Bloomberg, 12 December
Richard Vines visits J. Sheeky Oyster Bar, 28-32 St Martin's Court, London WC2
J. Sheekey is so good, I waited outside to be sure of a seat when this London restaurant opened a separate oyster bar with a no-reservations policy on Nov. 25. I needn't have worried. I was the first customer. In one of the quickest reversals since the BBC's John Sergeant quit its "Strictly Come Dancing" show, the policy has been abandoned, so you can book to enjoy the opening offer of a glass of Theophile Roederer Champagne and half a dozen Strangford Lough rocks for £15 pounds.

Metro, 9 December
Marina O'Loughlin visits Babylon, 7th Floor, Roof Gardens, 99 Kensington High Street, London W8

When Richard Branson's Babylon restaurant opened way back when, it made me come over all starry-eyed.
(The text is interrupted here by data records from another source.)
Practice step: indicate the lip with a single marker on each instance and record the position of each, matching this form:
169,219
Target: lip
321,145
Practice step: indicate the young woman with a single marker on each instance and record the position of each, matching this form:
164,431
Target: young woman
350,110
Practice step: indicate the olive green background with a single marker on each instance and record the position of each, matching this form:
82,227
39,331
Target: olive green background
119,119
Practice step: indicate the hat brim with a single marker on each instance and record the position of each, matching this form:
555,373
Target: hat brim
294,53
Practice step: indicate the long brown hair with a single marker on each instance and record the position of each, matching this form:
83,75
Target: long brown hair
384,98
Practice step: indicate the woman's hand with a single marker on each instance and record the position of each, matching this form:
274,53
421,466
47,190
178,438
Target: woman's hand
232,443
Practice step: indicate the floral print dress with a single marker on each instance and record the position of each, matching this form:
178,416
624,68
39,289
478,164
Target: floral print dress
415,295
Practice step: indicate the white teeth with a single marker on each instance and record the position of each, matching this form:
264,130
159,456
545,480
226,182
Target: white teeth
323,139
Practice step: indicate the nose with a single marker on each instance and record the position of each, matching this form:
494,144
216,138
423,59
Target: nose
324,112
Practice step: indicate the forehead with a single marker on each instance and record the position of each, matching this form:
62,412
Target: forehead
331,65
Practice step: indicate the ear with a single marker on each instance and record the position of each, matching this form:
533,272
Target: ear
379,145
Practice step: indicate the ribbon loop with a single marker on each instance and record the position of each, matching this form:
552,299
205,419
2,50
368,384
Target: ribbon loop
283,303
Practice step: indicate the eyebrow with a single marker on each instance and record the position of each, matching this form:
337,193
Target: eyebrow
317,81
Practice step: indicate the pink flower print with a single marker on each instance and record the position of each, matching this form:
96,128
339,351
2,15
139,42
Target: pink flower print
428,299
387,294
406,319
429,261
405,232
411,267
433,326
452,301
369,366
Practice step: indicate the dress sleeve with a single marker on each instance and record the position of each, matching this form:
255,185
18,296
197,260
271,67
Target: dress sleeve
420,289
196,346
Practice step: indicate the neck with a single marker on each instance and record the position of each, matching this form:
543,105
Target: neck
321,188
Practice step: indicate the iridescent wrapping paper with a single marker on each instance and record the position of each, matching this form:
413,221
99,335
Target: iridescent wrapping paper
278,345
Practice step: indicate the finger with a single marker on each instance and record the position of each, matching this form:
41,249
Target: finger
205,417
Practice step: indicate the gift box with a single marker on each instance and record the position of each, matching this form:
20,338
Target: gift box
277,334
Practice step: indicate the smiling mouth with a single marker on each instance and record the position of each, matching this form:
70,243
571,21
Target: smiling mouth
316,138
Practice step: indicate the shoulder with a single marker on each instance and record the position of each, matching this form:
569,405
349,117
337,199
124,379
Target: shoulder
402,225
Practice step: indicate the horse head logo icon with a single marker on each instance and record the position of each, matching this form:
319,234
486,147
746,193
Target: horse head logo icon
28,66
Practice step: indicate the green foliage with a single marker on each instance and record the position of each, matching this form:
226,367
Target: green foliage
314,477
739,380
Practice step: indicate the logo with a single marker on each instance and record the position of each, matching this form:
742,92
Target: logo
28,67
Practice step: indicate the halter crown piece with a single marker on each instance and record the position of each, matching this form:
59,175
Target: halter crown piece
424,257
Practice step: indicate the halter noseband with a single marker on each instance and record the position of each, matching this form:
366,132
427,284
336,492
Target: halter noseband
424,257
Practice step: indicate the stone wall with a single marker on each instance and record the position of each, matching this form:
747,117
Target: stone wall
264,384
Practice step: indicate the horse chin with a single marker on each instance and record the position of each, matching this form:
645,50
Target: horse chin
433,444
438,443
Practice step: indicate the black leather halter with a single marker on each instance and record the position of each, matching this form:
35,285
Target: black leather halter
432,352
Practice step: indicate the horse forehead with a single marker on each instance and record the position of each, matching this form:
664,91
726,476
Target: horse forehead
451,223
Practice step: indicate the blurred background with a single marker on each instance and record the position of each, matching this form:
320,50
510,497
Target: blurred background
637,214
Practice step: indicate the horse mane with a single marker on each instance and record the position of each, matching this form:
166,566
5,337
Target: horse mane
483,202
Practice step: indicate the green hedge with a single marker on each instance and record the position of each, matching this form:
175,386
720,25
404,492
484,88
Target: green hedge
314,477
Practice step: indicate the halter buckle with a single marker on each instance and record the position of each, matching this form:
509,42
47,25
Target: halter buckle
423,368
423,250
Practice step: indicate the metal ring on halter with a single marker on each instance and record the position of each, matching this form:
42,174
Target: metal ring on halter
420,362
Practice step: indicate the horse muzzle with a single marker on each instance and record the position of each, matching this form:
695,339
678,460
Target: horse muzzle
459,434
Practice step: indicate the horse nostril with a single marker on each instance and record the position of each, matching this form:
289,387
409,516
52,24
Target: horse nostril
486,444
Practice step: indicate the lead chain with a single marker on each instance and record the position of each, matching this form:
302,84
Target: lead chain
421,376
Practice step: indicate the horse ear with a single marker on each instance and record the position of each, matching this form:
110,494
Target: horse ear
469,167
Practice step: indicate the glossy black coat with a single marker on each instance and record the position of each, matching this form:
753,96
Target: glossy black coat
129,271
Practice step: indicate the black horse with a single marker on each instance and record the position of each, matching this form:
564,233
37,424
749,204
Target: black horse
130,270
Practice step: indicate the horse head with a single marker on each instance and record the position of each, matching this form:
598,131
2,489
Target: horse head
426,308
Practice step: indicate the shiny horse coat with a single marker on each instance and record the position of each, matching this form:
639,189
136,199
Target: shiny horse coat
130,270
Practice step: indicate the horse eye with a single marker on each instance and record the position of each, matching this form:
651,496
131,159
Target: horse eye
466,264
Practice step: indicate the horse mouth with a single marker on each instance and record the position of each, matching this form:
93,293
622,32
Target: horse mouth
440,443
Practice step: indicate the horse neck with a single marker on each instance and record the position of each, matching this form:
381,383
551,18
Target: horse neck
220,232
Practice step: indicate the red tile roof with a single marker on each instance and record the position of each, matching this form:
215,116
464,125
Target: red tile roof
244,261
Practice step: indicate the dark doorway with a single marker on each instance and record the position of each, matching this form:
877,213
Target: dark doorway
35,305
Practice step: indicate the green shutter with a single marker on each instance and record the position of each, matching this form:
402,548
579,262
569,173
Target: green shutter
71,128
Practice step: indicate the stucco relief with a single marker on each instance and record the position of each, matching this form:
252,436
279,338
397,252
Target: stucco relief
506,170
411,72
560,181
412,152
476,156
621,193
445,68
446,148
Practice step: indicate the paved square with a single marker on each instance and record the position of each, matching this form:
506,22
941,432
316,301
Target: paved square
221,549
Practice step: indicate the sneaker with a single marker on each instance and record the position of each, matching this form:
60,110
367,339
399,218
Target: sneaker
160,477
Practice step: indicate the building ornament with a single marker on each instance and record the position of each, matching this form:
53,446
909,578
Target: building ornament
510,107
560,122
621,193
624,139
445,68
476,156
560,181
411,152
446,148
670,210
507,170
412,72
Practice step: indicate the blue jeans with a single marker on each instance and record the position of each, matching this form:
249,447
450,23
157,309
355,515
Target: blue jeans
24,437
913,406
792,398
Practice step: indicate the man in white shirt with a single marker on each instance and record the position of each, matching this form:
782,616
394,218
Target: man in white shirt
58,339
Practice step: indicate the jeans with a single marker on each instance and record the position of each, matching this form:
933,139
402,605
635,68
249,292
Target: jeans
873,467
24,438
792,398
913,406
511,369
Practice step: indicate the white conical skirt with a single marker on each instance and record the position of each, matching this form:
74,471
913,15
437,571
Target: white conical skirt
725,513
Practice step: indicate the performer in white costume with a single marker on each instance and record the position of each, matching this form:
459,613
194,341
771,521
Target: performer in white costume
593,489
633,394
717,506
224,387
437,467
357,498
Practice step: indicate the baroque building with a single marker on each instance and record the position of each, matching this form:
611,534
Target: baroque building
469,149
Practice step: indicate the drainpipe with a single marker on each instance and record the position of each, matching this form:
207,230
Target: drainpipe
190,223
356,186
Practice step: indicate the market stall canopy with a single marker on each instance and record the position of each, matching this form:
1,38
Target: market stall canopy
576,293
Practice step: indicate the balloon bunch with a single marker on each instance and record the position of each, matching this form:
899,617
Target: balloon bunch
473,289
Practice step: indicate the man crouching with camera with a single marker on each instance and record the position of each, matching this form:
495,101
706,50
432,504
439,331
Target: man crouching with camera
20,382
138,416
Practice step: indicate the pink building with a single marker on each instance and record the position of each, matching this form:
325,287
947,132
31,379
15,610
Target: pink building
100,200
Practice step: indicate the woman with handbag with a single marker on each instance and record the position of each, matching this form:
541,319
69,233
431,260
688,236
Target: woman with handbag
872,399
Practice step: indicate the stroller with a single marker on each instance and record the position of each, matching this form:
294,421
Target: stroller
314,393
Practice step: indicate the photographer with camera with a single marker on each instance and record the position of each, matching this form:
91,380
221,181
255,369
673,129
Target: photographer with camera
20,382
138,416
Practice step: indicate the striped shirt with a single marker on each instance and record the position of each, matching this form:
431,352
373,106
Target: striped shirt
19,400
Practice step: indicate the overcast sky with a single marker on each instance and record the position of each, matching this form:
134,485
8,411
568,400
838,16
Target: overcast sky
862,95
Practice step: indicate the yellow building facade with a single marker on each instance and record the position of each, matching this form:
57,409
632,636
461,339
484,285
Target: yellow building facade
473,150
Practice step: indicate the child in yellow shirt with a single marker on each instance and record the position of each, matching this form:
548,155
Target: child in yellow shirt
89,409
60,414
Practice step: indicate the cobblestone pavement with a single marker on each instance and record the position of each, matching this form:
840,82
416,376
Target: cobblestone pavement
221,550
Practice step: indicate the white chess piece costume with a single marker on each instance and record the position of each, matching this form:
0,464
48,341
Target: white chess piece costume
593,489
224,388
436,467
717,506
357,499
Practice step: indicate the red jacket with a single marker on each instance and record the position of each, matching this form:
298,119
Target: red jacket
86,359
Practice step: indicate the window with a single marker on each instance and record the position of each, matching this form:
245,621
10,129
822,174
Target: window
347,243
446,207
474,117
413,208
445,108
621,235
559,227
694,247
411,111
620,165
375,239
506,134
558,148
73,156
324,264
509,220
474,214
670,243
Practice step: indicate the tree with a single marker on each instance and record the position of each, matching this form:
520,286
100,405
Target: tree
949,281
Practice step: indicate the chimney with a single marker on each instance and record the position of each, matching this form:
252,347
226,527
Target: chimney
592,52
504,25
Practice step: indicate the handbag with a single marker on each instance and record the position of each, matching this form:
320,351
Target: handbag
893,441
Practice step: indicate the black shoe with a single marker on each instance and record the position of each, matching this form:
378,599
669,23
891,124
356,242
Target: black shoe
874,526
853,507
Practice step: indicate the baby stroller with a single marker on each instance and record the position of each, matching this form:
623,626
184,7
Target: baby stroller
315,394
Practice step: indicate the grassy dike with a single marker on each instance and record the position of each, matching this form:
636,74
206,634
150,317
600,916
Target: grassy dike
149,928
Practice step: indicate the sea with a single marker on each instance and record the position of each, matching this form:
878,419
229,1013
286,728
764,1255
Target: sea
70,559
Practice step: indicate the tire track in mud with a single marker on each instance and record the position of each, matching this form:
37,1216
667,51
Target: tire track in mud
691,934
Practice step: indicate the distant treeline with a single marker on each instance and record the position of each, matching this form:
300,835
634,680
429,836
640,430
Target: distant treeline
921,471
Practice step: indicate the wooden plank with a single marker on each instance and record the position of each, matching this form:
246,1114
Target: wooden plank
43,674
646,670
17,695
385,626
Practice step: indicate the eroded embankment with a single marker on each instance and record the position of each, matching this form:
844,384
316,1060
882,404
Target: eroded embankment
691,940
The view! The fact that it looks over the legendary Roof Gardens! The handsome waiters! One of these led me by the hand into the ladies' lavs so I could squint through a gap under the taps on to a full view of the men's urinals opposite. (Why, I've no idea: neither about the gap, nor the waiter's motivation. All gave me quite a thrill, I can tell you.) Anyway, among a clamour of critical drubbing, I was a lone positive voice. Blame that waiter - it certainly wasn't anything to do with the food, especially a chicken sausage of memorably lubricious appearance. Now it's been relaunched.
Babylon - review in full >>

Evening Standard, 17 December
David Sexton visits Canteen Baker Street, 55 Baker Street London W1

Canteen looks so much the part. The owners stress that they take design as seriously as they do food. This new Baker Street branch is the third to be opened, the first being in Spitalfields and the second around the back of the Royal Festival Hall. They have in common a definite Festival of Britain look - if anything, more plushly done than the real thing. In a little promotional booklet placed on every table it states that the design is inspired by classless, communal, public spaces "such as schools, libraries, town halls and interiors" from that epoch.
Canteen Baker Street - review in full >>

Time Out, 18 December
Charmaine Mok visits Taste of McClements, 8 Station Approach, Kew

If you thought the days of elaborate tasting menus had just gone down the plughole, grab your nearest and dearest and head to Kew, where John McClements's (of Ma Cuisine Le Petit Bistrot et al) newest endeavour is set. At once his most ambitious and most modest project, the 16-course tasting menu is yours for a relatively bargainous £29. Seating just 20 and open only for dinner, it's a tiny restaurant rather more akin to a posh and slightly fey uncle's dining room than a plush Michelin-starred boudoir.